This author has written 3287 posts for Hoyden About Town. Read more about tigtog »

7 responses to “Lefties probably tie their shoelaces wrong, too”

  1. Paul W.

    The USA is a very different country to Australia. To get elected President or even to Congress a person has to be much more conservative that any Australian politician would be.

    No open atheist for example could be elected President – he or she would crash in Middle America and the South.

    The last time the USA elected a northern liberal was JFK in 1960 and since then it has rejected five from Humphrey to Kerry. The Dems learned they had to have a mid-west moderate like Hillary or a southern conservative like Carter/Bill C. on the top of their tickets to be electorally competitive.

  2. kate

    Goodness. Does he realise he sounds like a fussy toddler? My Nan would never have stood for it (in her rural conservative kitchen) she was quite happy when I made her gnocchi for a change.

  3. Vicki

    It’s a class thing, not a food thing. The Dems are being painted as “latte-sipping sushi-munching pinot-swilling tax-eaters” because everyone knows that the real Americans, the good old boys like their Bud and a burger with fries. The food the Dems eat brands them as elite, educated; they think they’re better than you just because they know how many ns there are in “chardonnay.”

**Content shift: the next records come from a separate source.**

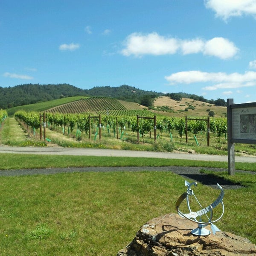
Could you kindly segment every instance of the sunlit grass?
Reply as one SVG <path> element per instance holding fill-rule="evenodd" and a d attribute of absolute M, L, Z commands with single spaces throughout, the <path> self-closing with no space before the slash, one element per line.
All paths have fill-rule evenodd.
<path fill-rule="evenodd" d="M 148 220 L 175 212 L 186 191 L 183 177 L 144 170 L 1 177 L 1 255 L 116 255 Z M 216 224 L 255 243 L 254 176 L 250 187 L 225 191 Z M 219 193 L 201 184 L 193 190 L 204 205 Z"/>

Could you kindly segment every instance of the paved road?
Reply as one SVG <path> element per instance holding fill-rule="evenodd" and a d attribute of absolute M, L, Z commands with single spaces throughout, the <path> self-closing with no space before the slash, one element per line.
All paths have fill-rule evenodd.
<path fill-rule="evenodd" d="M 32 154 L 36 154 L 155 157 L 169 159 L 187 159 L 203 161 L 227 161 L 227 156 L 217 156 L 183 153 L 163 153 L 132 150 L 77 148 L 61 147 L 0 146 L 0 153 Z M 256 157 L 236 157 L 236 162 L 256 163 Z"/>

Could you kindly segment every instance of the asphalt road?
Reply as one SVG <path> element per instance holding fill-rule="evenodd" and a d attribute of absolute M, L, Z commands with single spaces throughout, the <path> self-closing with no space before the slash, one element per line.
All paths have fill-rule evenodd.
<path fill-rule="evenodd" d="M 77 148 L 50 147 L 9 147 L 0 146 L 1 153 L 32 154 L 41 155 L 64 155 L 106 157 L 150 157 L 169 159 L 186 159 L 203 161 L 227 161 L 227 156 L 206 155 L 186 153 L 149 152 L 132 150 L 101 149 L 98 148 Z M 256 157 L 236 157 L 236 162 L 256 163 Z"/>

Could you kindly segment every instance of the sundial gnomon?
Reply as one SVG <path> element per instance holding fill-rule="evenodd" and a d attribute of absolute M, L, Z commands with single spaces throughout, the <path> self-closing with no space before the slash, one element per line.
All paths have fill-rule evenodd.
<path fill-rule="evenodd" d="M 197 182 L 189 182 L 185 181 L 185 185 L 186 186 L 187 190 L 184 192 L 179 198 L 176 203 L 176 209 L 178 214 L 183 218 L 198 224 L 198 227 L 193 230 L 191 233 L 195 236 L 208 236 L 210 233 L 210 231 L 205 228 L 205 227 L 208 225 L 211 225 L 211 227 L 213 234 L 215 234 L 216 231 L 220 231 L 220 230 L 215 225 L 214 223 L 219 220 L 224 213 L 224 204 L 223 202 L 223 197 L 224 196 L 224 192 L 221 186 L 217 184 L 218 188 L 220 190 L 220 193 L 217 199 L 212 204 L 206 207 L 203 207 L 198 199 L 191 187 L 192 186 L 196 186 Z M 191 198 L 194 198 L 197 204 L 198 207 L 196 209 L 194 210 L 195 206 L 192 206 L 189 199 Z M 189 212 L 183 213 L 179 209 L 180 206 L 182 202 L 186 199 L 187 208 Z M 213 219 L 213 209 L 218 204 L 221 204 L 222 207 L 222 213 L 217 218 Z M 192 210 L 192 208 L 193 208 Z"/>

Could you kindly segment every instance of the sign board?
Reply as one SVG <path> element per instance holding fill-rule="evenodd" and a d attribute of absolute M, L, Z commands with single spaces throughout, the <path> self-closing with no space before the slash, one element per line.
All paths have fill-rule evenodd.
<path fill-rule="evenodd" d="M 231 142 L 256 144 L 256 102 L 230 105 Z"/>
<path fill-rule="evenodd" d="M 235 172 L 234 143 L 256 144 L 256 102 L 234 104 L 227 102 L 229 173 Z"/>

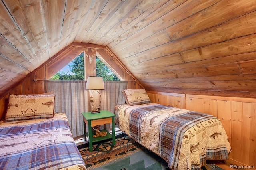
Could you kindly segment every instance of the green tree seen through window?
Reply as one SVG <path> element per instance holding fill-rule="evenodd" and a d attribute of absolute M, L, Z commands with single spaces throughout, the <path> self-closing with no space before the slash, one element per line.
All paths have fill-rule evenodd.
<path fill-rule="evenodd" d="M 52 76 L 51 80 L 84 80 L 84 53 L 82 53 L 71 61 L 69 66 L 71 74 L 60 72 Z M 103 80 L 119 80 L 119 79 L 100 59 L 96 57 L 96 75 L 102 77 Z"/>

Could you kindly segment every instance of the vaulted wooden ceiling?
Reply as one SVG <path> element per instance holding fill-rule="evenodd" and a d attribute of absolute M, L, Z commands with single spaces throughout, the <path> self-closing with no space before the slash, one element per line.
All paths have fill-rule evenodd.
<path fill-rule="evenodd" d="M 73 42 L 146 90 L 256 98 L 256 0 L 2 0 L 1 94 Z"/>

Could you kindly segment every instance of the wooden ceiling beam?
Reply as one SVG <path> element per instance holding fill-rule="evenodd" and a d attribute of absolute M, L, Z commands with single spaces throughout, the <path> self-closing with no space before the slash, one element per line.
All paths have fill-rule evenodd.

    It’s not the food. It’s class resentment all the way, believe me. At that’s rich, coming from the Republicans, but there it is. The middle-Americans who loved Bush loved him because he seemed like the kind of guy you could sit down and have a beer with. He was just like them, but rich too; they can see themselves in that position. Just reg’ler Ammurican with a huge bank account. The best of all worlds. The fact that he stabbed them in the back taxwise and that it’s their sons and daughters coming back from Iraq with PTSD and an odd number of limbs doesn’t change that perception, apparently.

  4. Cara

    I definitely agree that there is far greater diversity in terms of eateries in Australia than in the U.S. It hadn’t really struck me consciously before, because a lot of the foods just hardly exist here at all, due to cultural/immigration differences (for example, good luck finding Thai food, let alone a Lebanese restaurant, in anywhere but very large cities). And I am a very picky eater myself and prefer the burger and fries to the sushi, anyway. But it’s very true. Even the “non-American” foods widely available — Mexican, Chinese — here are generally very far from authentic.

    Cara’s last blog post..Remembering Dr. King

  5. orlando

    In the specifics of the food example, let’s not lose sight of the key observation Tigtog has made about the painting of someone’s differing tastes as a personal affront to those who don’t share those tastes. Believe it or not, this can be a canny strategy, tapping into that kind of instinctive schoolyard culture that so many people never grow out of. It always bewildered me at high school the way that something as innocuous as liking a different kind of music seemed to be taken as an act of aggression by many other students. People feel slighted when they don’t see affirmation of their own tastes mirrored around them, and a politician can exploit that.